If you haven’t seen it, this dude Adam has recently started dating a girl named Natalia. In the episode, Natalia tells Adam, “I’m ready to have sex now.” She then lists her many preferences, and Adam tells her “I like how clear you are with me.” Natalia response?
“What other way is there?”
This is such an important line because it sets up Natalia as a strong character exercising sexual agency. By outlining her preferences, she is exerting her sexual autonomy to Adam. Let’s call this the “affirmative consent scene,” because we see Natalia as sexually empowered, along with other verbal and non-verbal cues. Adam, for his part, has had some “awkward” sexual encounters before, but never with anyone who didn’t consent.

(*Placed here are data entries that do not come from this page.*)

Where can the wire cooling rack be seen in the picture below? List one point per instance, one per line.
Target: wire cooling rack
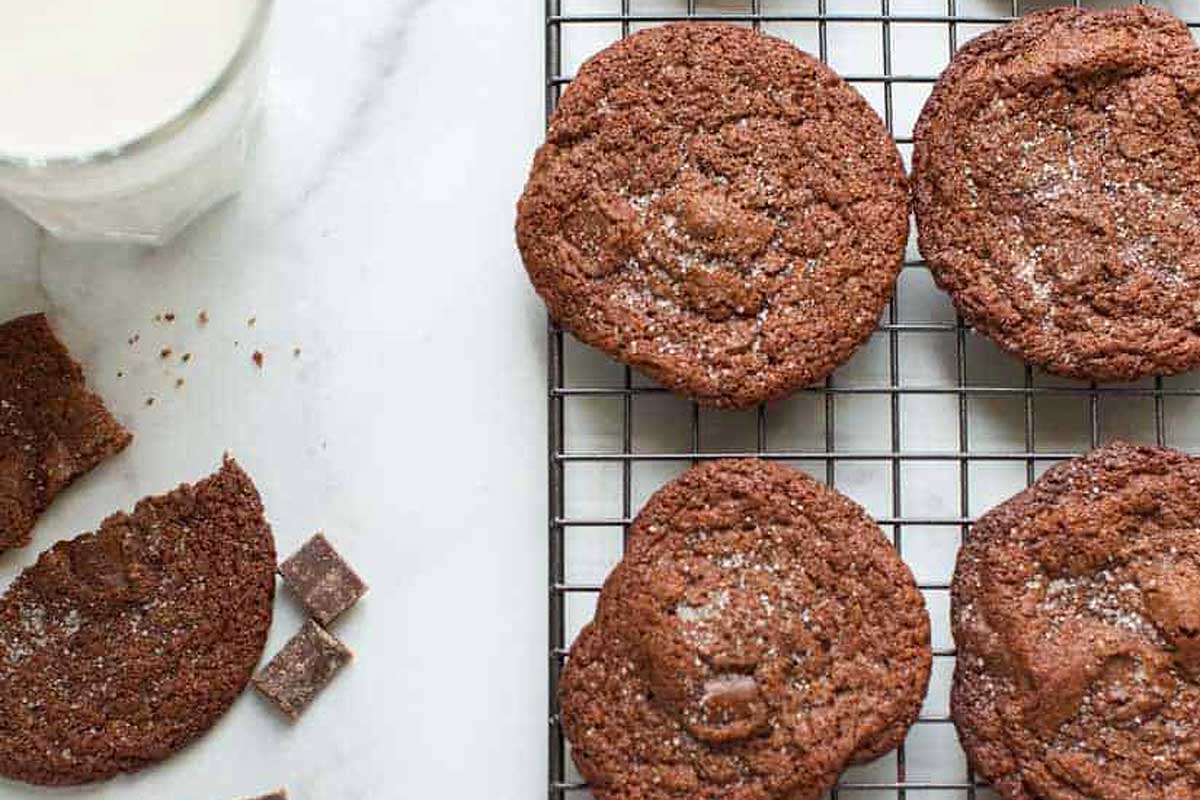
(928, 426)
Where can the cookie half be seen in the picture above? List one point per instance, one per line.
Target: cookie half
(760, 636)
(120, 647)
(52, 428)
(1056, 176)
(717, 209)
(1077, 617)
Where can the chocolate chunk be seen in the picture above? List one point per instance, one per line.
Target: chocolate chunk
(301, 669)
(324, 583)
(52, 428)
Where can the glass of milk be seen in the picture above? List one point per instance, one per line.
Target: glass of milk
(124, 120)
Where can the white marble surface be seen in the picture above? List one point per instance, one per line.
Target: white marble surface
(375, 234)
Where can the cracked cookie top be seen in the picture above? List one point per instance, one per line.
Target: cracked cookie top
(717, 209)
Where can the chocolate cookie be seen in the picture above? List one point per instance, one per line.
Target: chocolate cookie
(52, 428)
(760, 636)
(1057, 191)
(717, 209)
(1077, 617)
(120, 647)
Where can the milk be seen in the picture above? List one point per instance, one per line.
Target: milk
(85, 76)
(124, 120)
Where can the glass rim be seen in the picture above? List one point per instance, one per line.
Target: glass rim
(165, 131)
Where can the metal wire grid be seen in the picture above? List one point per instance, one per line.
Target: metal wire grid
(892, 328)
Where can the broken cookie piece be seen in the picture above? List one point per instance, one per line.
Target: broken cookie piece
(120, 647)
(52, 428)
(301, 669)
(322, 579)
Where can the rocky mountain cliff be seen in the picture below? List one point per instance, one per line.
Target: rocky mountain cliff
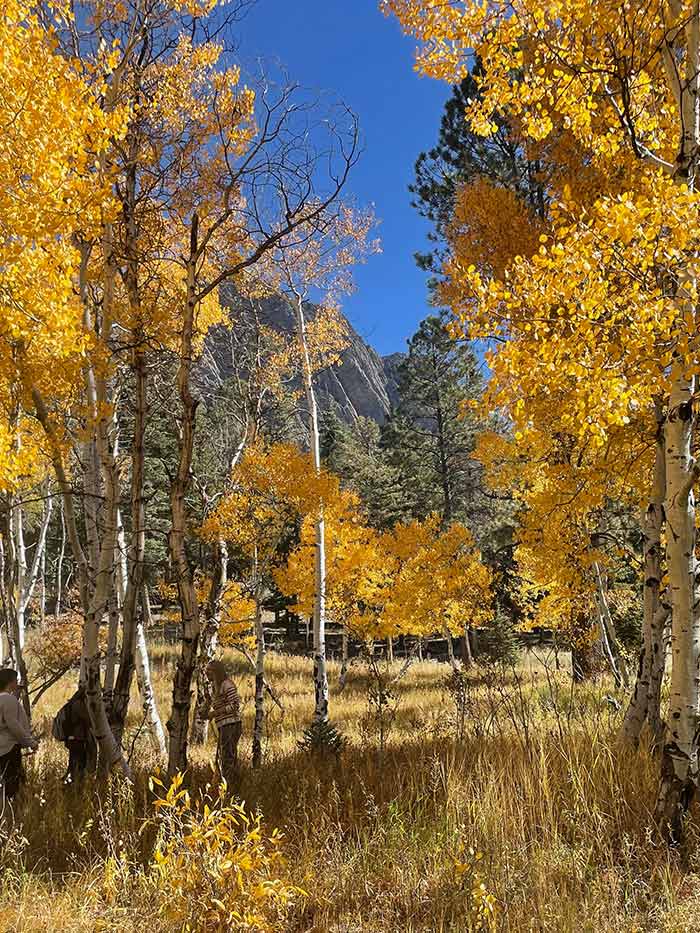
(363, 384)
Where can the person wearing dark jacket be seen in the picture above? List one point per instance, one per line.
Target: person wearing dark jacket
(72, 726)
(15, 734)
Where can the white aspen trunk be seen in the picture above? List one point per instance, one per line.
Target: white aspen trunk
(319, 616)
(93, 602)
(450, 649)
(207, 645)
(145, 684)
(16, 631)
(680, 754)
(21, 574)
(259, 683)
(618, 666)
(111, 653)
(345, 651)
(467, 657)
(42, 589)
(59, 566)
(178, 723)
(679, 766)
(645, 702)
(132, 567)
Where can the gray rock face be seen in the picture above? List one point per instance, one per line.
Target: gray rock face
(363, 384)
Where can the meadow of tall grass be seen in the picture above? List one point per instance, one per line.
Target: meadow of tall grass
(501, 802)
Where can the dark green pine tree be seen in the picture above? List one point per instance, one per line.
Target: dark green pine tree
(355, 453)
(460, 156)
(432, 434)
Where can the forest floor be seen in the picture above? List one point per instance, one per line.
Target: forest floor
(508, 806)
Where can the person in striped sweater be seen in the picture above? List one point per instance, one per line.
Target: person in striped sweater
(226, 714)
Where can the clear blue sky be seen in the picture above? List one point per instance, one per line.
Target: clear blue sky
(349, 47)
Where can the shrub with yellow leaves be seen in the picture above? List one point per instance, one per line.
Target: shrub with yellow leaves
(468, 874)
(214, 867)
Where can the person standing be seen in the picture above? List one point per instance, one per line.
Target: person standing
(226, 713)
(15, 734)
(72, 726)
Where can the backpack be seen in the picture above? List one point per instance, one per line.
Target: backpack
(61, 724)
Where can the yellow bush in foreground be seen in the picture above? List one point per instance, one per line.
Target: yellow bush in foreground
(214, 868)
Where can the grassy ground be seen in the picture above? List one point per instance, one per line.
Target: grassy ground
(522, 770)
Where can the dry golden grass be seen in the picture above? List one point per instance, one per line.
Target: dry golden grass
(532, 778)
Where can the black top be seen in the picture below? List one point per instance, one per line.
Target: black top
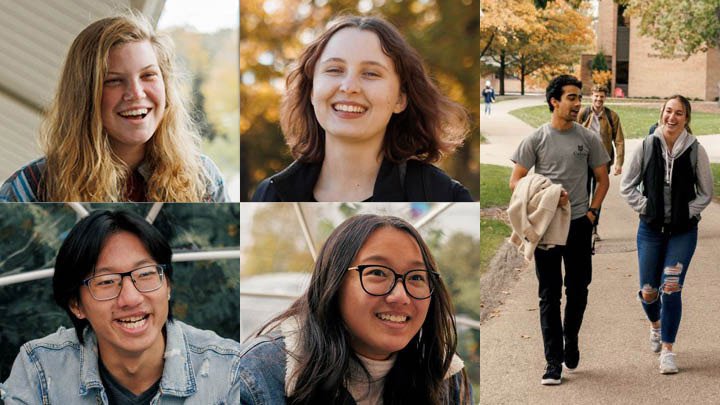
(119, 395)
(409, 181)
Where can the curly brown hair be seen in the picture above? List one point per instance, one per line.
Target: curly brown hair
(431, 126)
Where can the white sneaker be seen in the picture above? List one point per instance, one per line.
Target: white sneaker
(667, 363)
(655, 340)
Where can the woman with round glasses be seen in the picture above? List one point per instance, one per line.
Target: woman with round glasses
(118, 128)
(375, 326)
(365, 122)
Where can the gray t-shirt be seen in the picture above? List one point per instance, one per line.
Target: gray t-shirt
(564, 157)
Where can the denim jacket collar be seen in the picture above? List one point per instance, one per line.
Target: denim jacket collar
(178, 377)
(289, 329)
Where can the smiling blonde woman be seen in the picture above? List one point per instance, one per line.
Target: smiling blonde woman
(117, 129)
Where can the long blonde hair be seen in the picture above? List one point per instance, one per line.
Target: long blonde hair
(80, 162)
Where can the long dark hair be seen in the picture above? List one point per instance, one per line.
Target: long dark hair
(431, 125)
(418, 375)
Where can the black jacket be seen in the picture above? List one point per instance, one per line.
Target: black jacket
(681, 192)
(410, 181)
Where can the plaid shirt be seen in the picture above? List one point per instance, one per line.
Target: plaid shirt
(26, 184)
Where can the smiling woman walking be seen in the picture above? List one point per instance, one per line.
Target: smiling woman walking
(118, 129)
(365, 122)
(669, 183)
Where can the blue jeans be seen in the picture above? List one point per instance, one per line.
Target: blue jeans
(664, 259)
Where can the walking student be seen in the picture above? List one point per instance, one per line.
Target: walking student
(673, 171)
(562, 150)
(489, 96)
(606, 123)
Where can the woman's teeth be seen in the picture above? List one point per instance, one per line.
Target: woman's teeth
(392, 318)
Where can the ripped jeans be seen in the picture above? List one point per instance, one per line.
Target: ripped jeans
(663, 261)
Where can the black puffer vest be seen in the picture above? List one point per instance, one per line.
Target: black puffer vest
(681, 193)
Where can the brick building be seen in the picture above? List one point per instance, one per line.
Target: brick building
(637, 68)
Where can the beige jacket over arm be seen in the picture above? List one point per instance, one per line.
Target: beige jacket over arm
(535, 217)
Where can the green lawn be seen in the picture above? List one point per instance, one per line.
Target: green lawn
(635, 120)
(494, 189)
(492, 234)
(494, 192)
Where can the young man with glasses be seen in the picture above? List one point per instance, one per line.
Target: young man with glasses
(113, 276)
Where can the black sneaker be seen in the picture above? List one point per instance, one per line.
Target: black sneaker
(553, 374)
(572, 354)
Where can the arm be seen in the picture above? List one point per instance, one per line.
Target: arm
(704, 184)
(631, 180)
(619, 145)
(23, 386)
(518, 173)
(603, 184)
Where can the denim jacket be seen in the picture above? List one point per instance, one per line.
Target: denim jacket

The final scene with Natalia and Adam is where both of Natalia’s “affirmative consent” attitude and Adam’s previous sexual actions collide. Natalia’s verbal and non-verbal cues throughout the whole scene show that she is not enjoying what Adam is doing to her. She does not verbally consent, in complete contrast to how she exercises sexual agency in the earlier scene. Not once did Adam ask or care to ask Natalia how she felt. After finishing, Natalia tells Adam (twice!) that she really didn’t like it. Adam’s response?
“Are you done with me?”
He does say that he didn’t know what came over him. Which makes me think that Adam realizes that he used power over his girlfriend, which is what sexual assault is about—power, not pleasure.
Consider Natalia’s attitude in the first scene. She fully takes charge of her sexuality and is not presented to us as the kind of person who doesn’t know how to exercise sexual agency. The first scene and last are put together to show us what pleasure looks like, what power looks like, and most importantly what affirmative consent and a lack of consent looks like.